A phase I/II trial with rabusertib (LY2603618), a highly selective CHK1 inhibitor, assessed whether combination with gemcitabine could prolong OS compared to gemcitabine alone in 99 patients with unresectable PCa (NCT00839332). The results from this study evidenced that the combination of rabusertib with gemcitabine did not confer a greater survival advantage compared to gemcitabine alone [43]. Recently, another preclinical study showed that prexasertib (LY2606368), a drug currently in phase I clinical trials, increases the sensitivity of PCa cells to gemcitabine and S-1 (an orally available fluoropyrimidine derivative) [44]. Prexasertib is currently being evaluated in combination with olaparib (NCT03057145) or multiple other targeted drugs (NCT02124148) in advanced solid tumors.
Overall, the lack of obvious clinical efficacy and the reported increased cardiotoxicity warrant further studies to clearly assess whether CHK1 inhibitors can be used for PCa therapy.
The Wee1 protein kinase phosphorylates CDK1Tyr15, resulting in G2/M checkpoint activation [45]. Thus, Wee1 inhibition prevents initiation of G2 checkpoints, causing transformed cells with damaged DNA to go through mitosis and cell death. There are multiple completed or ongoing clinical trials with Wee1 inhibitors in many tumor types that have been extensively reviewed by Ghelli Luserna di Rorà et al. [46]. One of these clinical trials examined AZD1775, a Wee1 kinase inhibitor, as monotherapy or in combination with chemotherapy (gemcitabine, cisplatin, or carboplatin) in patients with refractory solid tumors (NCT00648648). Of 176 patients that were given combination therapy, 94 (53%) had stable disease and 17 (10%) achieved a partial response. Interestingly, the response rate in TP53-mutated patients (n = 19) was 21% compared with 12% in TP53 wild-type patients (n = 33) [47]. In PDAC, AZD1775 was tested in a dose escalation study alone or combined with gemcitabine (+radiation) in a cohort of 34 patients with locally advanced unresectable PCa (NCT02037230). In this trial, the combination of AZD1775 with gemcitabine and radiation resulted in an OS of 22 months compared to the 11.9 to 13.6 months of gemcitabine/radiation alone [48]. Currently, the benefits of adding the AZD1775 into a gemcitabine + nanoparticle albumin-bound (nab)-paclitaxel are being evaluated in a phase I/II clinical trial in patients with previously untreated unresectable or metastatic PCa (NCT02194829).

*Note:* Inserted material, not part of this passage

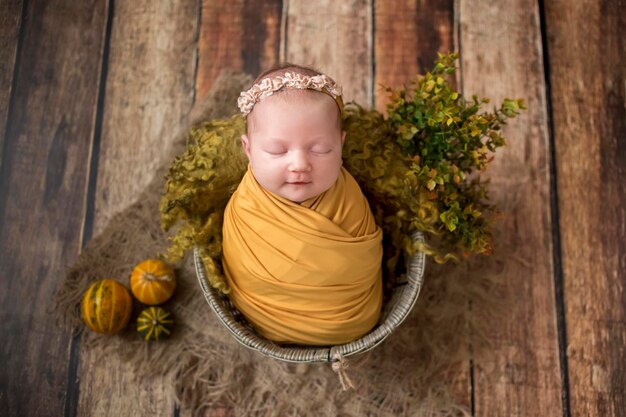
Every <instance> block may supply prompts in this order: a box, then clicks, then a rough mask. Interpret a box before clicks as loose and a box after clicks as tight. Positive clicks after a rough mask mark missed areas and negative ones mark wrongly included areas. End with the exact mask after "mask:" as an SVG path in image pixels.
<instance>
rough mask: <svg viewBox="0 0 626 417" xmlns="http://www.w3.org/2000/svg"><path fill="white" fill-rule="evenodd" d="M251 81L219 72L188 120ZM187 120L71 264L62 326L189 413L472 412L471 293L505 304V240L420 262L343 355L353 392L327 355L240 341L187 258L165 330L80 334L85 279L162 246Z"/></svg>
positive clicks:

Preclinical evidence has indicated that Wee1 inhibitors show synergistic effects when combined with histone deacetylase (HDAC) inhibitors [49], proteasome inhibitors [50], tyrosine kinase inhibitors [51], anti-apoptotic protein inhibitors (enhance dependency on BCL-2 and/or MCL-1 inhibition) [52], and mammalian (or mechanic) target of rapamycin (mTOR) inhibitors [53]. This latter study is particularly noteworthy for PCa as mTOR inhibition was found to synergize with Wee1 inhibition in KRAS mutant tumors. Future research is necessary to assess whether the combination of Wee1 with mTOR inhibitors may be an effective therapeutic strategy for the treatment of PCa.